Black Holes Have an Effect on How Entire Galaxies

The graph shows an extremely massive black hole surrounded by a dust ring (torus). The incidence of gas onto the black hole leads to a high-energy beam of matter and radiation, which can be transported over cosmological distances. If the beam is shown in our direction, we speak of a “blazar.”

The influence of extremely massive black holes is limited, cosmic seen on its immediate environment – is so at least the previous assumption. An international team of astronomers has now discovered, however, that these black holes of millions to billions of solar masses also affects much more distant objects, and subsequently even may have on the formation of galaxies. The researchers from Germany, Canada and the United States observed that diffuse gas absorbs the light in space gamma radiation from black holes and heats it. This surprising finding has important implications for the formation of large structures in the universe.

In the center of every galaxy is an extremely massive black hole. It can emit high-energy gamma radiation and is then called blazar. Other types of radiation such as visible light or radio waves passing through the universe without any problems. This is true for high-energy gamma radiation is not. This radiation interacts with the optical light emitted by the galaxies, and is converted into the elementary particles, electrons and positrons.

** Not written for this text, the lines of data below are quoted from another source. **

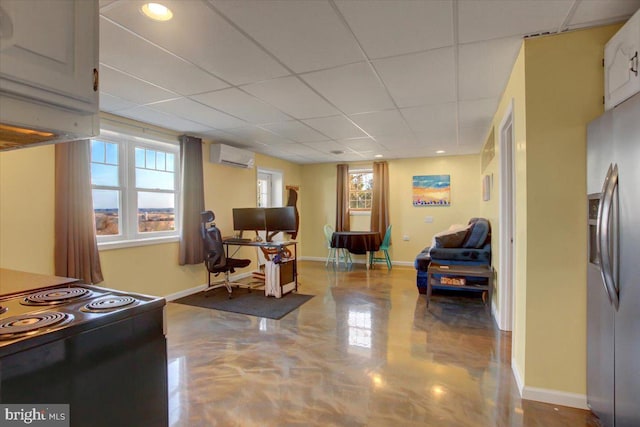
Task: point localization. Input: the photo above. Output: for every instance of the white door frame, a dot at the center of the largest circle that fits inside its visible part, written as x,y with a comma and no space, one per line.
507,222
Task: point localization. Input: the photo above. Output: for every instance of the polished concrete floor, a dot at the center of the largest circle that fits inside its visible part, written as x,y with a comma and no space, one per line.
363,352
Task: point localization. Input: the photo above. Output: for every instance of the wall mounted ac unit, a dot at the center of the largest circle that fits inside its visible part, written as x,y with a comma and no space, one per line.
231,156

The elementary move initially nearly light speed, but slowed down by the diffuse gas in the universe. Since each braking process generates heat, the surrounding gas heats it to extreme. It is ten times hotter on average and in the cosmic regions with less density than the average even more than a hundred times hotter than previously thought.

Temperature measurement in the line of forest

“Blazars, the thermal history of the universe to write,” said Christoph Pfrommer, one of the authors, from the Heidelberg Institute for Theoretical Studies (HITS). But how can you verify such an idea? In the optical spectra of distant quasars seen a number of lines, the so-called forest line. The forest is created by absorption of ultra-violet quasar by neutral hydrogen atoms in the early stages of the universe. If the gas is now hot, then the weakest lines are widened. This effect produces a great way to measure temperature in the early universe and thus virtually to observe the universe in his youth.

The HITS-examined Astrophysicists this newly postulated heating process for the first time with detailed computer simulations of the cosmological origin of structures. Surprisingly, the lines were just so broadened that they exactly match the measured line in the quasar spectra match statistics. “We can solve elegantly a long standing problem with these Quasardaten” says Ewald fixed Puchwein who performed the simulations on the mainframe at the HITS.

The impact on galaxy formation

What other consequences resulting from this new source of heat? The forest line in the quasar spectra is caused by density fluctuations in the universe. Here, the densest fluctuations fall together over time to form galaxies and galaxy clusters, as we see around us. If the diffuse gas is too hot, it can not collapse and the formation of dwarf galaxies is delayed or even completely suppressed. This could be the key to the solution of another problem in the theory of galaxy formation are that there has long been: Why are close to our Milky Way and in dense cosmic regions observed significantly fewer dwarf galaxies than predicted by cosmological simulations?

Volker Springel, head of research group at HITS, said: “The most exciting of the new process is the Blazarheizens that this same effect can explain several puzzles in the cosmological structure formation.” The group now plans to further refine the simulation models and to understand so the physical nature of blazars and their impact on today’s universe better.